LLMs and Communicating in More Dimensions

Plus! Cruise's Asymptotes; Shrinkage; Open Source Economics; Derivatives and the Underlying; Shorting; Diff Jobs

In this issue:

Today's newsletter is brought to you by Tegus, which offers expert interviews on countless companies—now with AI summaries that highlight key questions and answers.

LLMs and Communicating in More Dimensions

Some documents are hard to read solo: an academic paper in a field you don't know especially well, a prospectus for a hard tech company where you're unfamiliar with the underlying technology, or just an email from a busy professional in a different field who knows more acronyms than you and isn't afraid to use them.

There used to be two ways to do this: struggle a lot on your own, or ask someone for help. LLM chats are a new kind of "someone," with infinite knowledge, near-infinite patience, and, yes, a tendency to tell you what they think you want to hear.

One way to think of them is that they're an implementation of the old "enhance" trope, where a blurry image from a security camera can be zoomed in to reveal a license plate number, a name on a business card, a distinguishing facial feature, etc. "Enhance" doesn't work that way—you can't break one gray pixel into four or sixteen black-and-white pixels—but given enough data, you can map the vague images to precise ones. This is more or less a description of facial recognition: take an image of a face, identify the distinguishing metrics that describe it, search a database of existing photos where those metrics have been identified, and reproduce the best match. So it's not enhancing one image, but turning it into a search query for other existing images.[1]

This works in both directions; a newly-standard use case for LLMs is, more or less, "Explain it like I'm not five," i.e. stripping as much extraneous verbiage as possible from a text to get at the fundamental point. Some of this can be done programmatically; there's a ritual on quarterly conference calls where the call starts with a sort of opening benediction, in which the company informs investors that it will contain forward-looking statements that may or may not come to pass, and sometimes enumerates the magical verbs (like "can," "should," "may," "plans to,") that should be understood to immunize the executives from accusations of securities fraud. The information content of this section of the call is zero, and it's easy to strip out of a transcript. But there are other parts of quarterly calls that also carry minimal information, but they're more situational. Summarizing an earnings call, or uploading a bunch of them to a vector database in order to interrogate them, is a way to convert reading and memorization into a search problem.

AI is also improving our resolution of history. This was something The Diff discussed a bit a few weeks ago, but it seems to be accelerating. For example, The Beatles broke up in 1970, but released their latest album last Thursday. We're still early; you can read all of Goethe's works in German or Chinese, but not English. But over time, the idea of an untranslated work will be an anachronism; if it's been digitized in any language, it will be available in every language.[2]

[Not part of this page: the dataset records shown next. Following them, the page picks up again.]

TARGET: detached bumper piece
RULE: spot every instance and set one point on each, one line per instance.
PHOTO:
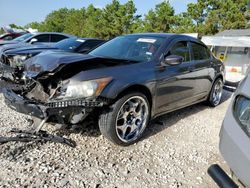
(220, 177)
(36, 134)
(41, 136)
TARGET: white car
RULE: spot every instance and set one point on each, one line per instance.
(235, 139)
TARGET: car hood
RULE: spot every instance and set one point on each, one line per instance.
(8, 42)
(29, 50)
(12, 46)
(54, 61)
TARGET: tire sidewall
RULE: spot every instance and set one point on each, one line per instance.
(211, 101)
(113, 112)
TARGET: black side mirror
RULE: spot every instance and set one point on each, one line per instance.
(173, 60)
(84, 50)
(34, 40)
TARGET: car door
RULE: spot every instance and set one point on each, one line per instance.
(202, 66)
(175, 83)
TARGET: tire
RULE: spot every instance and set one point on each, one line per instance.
(215, 95)
(124, 122)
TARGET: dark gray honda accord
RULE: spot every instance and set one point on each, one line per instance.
(124, 83)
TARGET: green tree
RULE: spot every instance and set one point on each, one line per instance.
(118, 19)
(14, 26)
(75, 22)
(160, 19)
(36, 25)
(55, 21)
(183, 24)
(93, 26)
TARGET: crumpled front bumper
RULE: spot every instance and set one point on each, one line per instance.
(53, 108)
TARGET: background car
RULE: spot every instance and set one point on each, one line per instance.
(15, 58)
(235, 139)
(36, 38)
(126, 82)
(10, 36)
(47, 38)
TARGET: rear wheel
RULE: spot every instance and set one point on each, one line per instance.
(126, 120)
(216, 93)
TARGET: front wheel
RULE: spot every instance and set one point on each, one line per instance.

What this ultimately means is that more of your asynchronous information consumption will happen at your preferred resolution. In-person, things will still be tricky; you can't live-compress a five-minute monologue into a fifteen-second summary (or a two hour long lecture into a 5 minute podcast episode) without waiting for it to end.[3] I've personally seen this with The Diff—there are readers who run long pieces through ChatGPT to summarize them (hence our decision to start offering summaries ourselves), and there are other readers who read articles and ask ChatGPT to expand on excessively terse bits.

You can imagine other instances of this. For example, if an essay seems like it's making an interesting point, but the author has wildly different premises than you—they're a Marxist, an Evangelical Christian, whatever—translating the main essay into something disconnected from these points can be a useful exercise. We already do this implicitly when we read anything sufficiently old; the worldviews of people even eighty years ago are sometimes alien. Of course, this is a tricky exercise, especially when the LLM has been optimized to be inoffensive in the context of the modern US (or China ($, WSJ) or Abu Dhabi).

This creates a more profound change, too: it’s the slow death of incomprehensibility. Sometimes, a conversation will involve jargon, or the application of some domain-specific concept in a new area. And sometimes, this completely flummoxes people who are less familiar with the jargon. So understanding it is binary; if someone talking about politics says "this is just like 1994" or someone talking about macroeconomics says "it's 1997 all over again," the listener would get it or they wouldn’t. But LLM chatbots mean that instead of a boolean, the datatype in question is time: jargon speeds up communication for people who share it, but now, for people who don’t, it just means asking ChatGPT what this could possibly mean.

The net result of this is that more obscure interests are accessible to more people. It's safer to pick up an obscure book on an esoteric topic. It's less risky to read an intimidating paper. And it's less of a waste of time to email the paper's author with follow-up questions—for both of you. LLMs expand the surface area of all human knowledge, and, conveniently, represent a map of that same surface. We've barely started exploring.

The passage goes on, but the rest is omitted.